Faire le point sur l’architecture, c’est aussi revenir aux prémices de ce métier, à savoir son enseignement. Les deux coauteurs ne manquent pas de livrer leur désarroi quant à la formation des architectes en Algérie.

«Lors du premier cours à l’Epau ou ailleurs, les enseignants vont présenter aux étudiants un projet de Zaha Hadid et vont leur dire c’est ça l’architecture. C’est de l’impuissance programmée. À la sortie de la fac, ces futurs architectes vont passer les trois quarts de leur carrière à faire du logement, des écoles, des commissariats, et rêver, désespérément, de faire un jour un aéroport ou une tour multifonctionnelle. Il faut introduire des éléments de contextualisation qui vont leur permettre de voir en quoi ils seront utiles», insiste Larbi Merhoum.

L’architecte seul n’existe pas. Il est à l’intersection d’un certain nombre de choses qui sont de l’ordre de la politique, du social, l’économie, la gouvernance, etc. Le futur architecte doit composer avec tous ces éléments pour pratiquer ce métier, décrit Larbi Merhoum.

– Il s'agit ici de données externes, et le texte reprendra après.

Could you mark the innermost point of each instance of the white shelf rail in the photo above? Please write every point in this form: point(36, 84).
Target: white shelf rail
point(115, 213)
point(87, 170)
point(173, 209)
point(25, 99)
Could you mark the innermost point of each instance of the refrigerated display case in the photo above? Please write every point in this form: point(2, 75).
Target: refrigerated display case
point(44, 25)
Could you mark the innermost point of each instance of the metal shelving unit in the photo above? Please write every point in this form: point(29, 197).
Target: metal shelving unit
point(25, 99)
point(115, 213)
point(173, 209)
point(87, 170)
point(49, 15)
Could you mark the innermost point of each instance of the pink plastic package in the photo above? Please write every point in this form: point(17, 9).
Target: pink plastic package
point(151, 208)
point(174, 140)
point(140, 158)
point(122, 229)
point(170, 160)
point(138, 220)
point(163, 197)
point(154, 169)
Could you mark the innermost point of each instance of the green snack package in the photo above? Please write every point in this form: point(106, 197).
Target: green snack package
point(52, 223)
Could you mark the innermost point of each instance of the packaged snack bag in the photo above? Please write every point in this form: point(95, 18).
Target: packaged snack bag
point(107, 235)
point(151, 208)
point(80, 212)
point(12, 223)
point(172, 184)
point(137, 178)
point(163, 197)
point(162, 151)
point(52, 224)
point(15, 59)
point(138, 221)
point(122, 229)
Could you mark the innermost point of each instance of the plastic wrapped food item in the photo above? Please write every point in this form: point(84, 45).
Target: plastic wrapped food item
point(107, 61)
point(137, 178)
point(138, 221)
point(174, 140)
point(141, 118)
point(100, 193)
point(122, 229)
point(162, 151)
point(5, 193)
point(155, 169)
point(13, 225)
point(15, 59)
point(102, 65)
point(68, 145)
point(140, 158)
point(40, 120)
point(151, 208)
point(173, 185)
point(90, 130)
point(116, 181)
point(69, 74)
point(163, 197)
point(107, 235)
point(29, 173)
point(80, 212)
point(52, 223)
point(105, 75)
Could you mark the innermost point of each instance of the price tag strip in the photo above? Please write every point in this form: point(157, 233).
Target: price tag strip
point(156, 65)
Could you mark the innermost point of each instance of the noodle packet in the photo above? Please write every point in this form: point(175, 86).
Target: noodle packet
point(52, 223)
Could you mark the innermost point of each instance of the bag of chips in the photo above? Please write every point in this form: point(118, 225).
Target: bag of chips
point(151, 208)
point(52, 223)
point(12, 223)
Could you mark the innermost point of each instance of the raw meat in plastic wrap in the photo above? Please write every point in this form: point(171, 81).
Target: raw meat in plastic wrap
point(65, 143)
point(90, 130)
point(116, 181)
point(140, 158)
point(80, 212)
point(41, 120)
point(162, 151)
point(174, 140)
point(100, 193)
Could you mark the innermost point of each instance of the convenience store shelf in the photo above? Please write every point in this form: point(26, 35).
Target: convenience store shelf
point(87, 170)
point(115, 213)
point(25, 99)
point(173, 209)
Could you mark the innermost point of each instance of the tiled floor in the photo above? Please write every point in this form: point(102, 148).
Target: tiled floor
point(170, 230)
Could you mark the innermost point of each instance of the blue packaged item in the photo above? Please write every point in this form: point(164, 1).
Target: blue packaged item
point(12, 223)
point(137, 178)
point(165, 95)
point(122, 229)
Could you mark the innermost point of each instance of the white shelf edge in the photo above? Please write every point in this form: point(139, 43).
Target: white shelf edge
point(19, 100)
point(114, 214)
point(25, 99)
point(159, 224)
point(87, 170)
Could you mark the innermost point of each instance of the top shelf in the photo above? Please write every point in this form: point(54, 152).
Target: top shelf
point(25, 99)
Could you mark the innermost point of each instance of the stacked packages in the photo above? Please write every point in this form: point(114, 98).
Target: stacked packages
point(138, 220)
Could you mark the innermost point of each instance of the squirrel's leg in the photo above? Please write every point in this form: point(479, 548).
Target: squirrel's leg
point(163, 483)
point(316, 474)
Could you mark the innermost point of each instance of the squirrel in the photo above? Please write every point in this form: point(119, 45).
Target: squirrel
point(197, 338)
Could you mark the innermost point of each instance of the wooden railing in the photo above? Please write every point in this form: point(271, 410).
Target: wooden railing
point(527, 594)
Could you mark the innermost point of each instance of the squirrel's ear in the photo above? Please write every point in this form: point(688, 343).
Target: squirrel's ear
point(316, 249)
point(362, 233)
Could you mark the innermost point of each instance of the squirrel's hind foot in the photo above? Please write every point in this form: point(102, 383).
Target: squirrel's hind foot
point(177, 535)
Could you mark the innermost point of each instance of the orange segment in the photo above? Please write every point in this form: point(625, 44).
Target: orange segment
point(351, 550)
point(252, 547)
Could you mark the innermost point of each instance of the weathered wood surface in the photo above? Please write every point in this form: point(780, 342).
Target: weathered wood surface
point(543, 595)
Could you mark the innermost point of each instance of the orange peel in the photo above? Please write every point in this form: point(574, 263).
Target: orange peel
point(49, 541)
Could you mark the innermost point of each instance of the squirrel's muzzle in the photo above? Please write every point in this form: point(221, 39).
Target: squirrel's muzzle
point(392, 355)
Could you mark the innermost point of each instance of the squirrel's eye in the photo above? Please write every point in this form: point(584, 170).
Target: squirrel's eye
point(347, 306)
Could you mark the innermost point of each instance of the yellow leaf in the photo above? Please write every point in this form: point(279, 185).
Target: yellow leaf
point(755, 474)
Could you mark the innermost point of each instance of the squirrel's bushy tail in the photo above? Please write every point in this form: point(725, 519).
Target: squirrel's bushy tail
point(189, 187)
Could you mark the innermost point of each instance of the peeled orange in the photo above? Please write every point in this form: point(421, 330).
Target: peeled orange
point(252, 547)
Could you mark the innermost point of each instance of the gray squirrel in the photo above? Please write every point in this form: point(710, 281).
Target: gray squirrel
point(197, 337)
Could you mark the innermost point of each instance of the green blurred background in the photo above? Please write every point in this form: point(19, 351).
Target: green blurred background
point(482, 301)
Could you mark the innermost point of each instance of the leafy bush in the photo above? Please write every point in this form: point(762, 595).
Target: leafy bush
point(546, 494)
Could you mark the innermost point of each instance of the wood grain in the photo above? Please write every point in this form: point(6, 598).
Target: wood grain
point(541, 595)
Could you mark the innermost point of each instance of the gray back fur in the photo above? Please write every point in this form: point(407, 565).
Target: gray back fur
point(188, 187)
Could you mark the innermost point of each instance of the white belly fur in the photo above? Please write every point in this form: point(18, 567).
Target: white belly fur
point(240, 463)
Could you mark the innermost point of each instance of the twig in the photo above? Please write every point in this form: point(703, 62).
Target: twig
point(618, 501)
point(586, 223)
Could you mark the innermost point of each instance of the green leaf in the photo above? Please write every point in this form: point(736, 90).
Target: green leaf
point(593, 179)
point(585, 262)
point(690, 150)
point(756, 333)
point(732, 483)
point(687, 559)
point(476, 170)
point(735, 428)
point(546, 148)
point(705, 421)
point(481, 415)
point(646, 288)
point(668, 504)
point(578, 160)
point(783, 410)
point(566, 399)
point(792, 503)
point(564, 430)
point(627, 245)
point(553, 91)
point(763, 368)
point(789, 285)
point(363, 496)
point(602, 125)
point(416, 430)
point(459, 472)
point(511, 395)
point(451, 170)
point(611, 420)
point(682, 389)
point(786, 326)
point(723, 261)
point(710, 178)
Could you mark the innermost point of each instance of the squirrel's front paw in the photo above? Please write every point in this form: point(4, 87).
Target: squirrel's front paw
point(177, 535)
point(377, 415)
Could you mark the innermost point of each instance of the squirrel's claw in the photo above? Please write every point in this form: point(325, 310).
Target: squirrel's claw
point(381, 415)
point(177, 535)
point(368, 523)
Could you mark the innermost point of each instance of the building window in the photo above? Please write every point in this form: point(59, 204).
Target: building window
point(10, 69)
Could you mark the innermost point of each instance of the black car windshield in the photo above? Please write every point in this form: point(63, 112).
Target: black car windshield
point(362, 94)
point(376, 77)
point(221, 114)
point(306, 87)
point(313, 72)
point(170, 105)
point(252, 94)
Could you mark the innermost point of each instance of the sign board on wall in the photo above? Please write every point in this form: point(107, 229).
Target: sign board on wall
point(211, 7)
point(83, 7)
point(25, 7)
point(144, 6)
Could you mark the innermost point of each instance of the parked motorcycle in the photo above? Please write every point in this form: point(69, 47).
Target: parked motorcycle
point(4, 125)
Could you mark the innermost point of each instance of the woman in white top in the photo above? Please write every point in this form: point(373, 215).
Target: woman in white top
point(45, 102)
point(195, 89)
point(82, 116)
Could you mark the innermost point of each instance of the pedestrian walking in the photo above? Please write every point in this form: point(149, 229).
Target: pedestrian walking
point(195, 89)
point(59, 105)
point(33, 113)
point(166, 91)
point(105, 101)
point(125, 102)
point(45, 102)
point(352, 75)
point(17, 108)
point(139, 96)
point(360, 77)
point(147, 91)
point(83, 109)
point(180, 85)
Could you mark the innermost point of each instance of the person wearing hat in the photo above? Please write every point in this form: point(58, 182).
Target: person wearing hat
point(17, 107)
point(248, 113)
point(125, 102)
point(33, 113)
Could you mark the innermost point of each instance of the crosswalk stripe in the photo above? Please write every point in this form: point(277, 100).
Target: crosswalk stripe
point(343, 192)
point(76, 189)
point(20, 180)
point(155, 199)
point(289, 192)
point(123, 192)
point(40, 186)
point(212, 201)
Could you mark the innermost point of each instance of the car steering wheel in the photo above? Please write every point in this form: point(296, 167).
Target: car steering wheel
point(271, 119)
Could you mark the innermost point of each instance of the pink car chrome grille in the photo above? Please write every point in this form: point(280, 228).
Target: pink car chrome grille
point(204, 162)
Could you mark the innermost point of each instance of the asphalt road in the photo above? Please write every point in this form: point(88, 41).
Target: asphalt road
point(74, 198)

Selon ce dernier, il y a eu un changement de paradigme. Il se souvient que dans les années 70 dessiner du logement était la solution pour fabriquer le confort de l’Algérien moderne. Il y avait des sujets brillamment réfléchis et dessinés. Mais c’est dernière année, c’est devenu une corvée pour tous les acteurs qui sont impliqués dans le processus de loger l’Algérien.

Larbi Merhoum écrit : «Je ne rêvais plus d’être un Meier et encore moins une Hadid.» Il conseille aux enseignants de changer d’espace référentiel, et de montrer aux étudiants des projets d’Alvaro Siza, qui a commencé à être connu avec du parpaing, de la menuiserie et du carrelage mal posé, et qui a par la suite signé ses plus belles lettres de noblesse avec de petites maisons.

«Cet architecte a la reconnaissance mondiale, et ses œuvres notamment des immeubles ressemblent à ce que l’architecte algérien voit dans son environnement. Ça changerait complètement l’approche de l’enseignement de l’architecture», souligne l’architecte.

 

Comment construire ?

Pour Larbi Merhoum, il faut sortir de cette démarche d’aide à la personne. Selon lui, ça a mené à démonter les savoir-faire constructifs. Il insiste sur la nécessité de faire des logements qui fabriquent de l’économie et non pas des logements économiques qui ne coûtent pas cher.

«Faut construire des logements qui permettent aux architectes, ingénieurs de vivre correctement et à l’entreprise du logement de se développer. Le logement doit être un moteur de l’économie. Les modalités de solidarité ne doivent pas se faire au détriment de la qualité du logement, car la qualité architecturale est une exigence démocratique et citoyenne», souligne-t-il.

Cette conversation autour de l’architecture, longue de 200 pages, apporte un éclairage sur l’architecture algérienne. Une lecture nécessaire pour un professionnel et savoureuses pour, nous autres, profanes. Les échanges entre Larbi Merhoum et Habib Benkou sont marqués par une grande culture et des anecdotes tels des marqueurs dans l’espace et l’histoire d’Alger.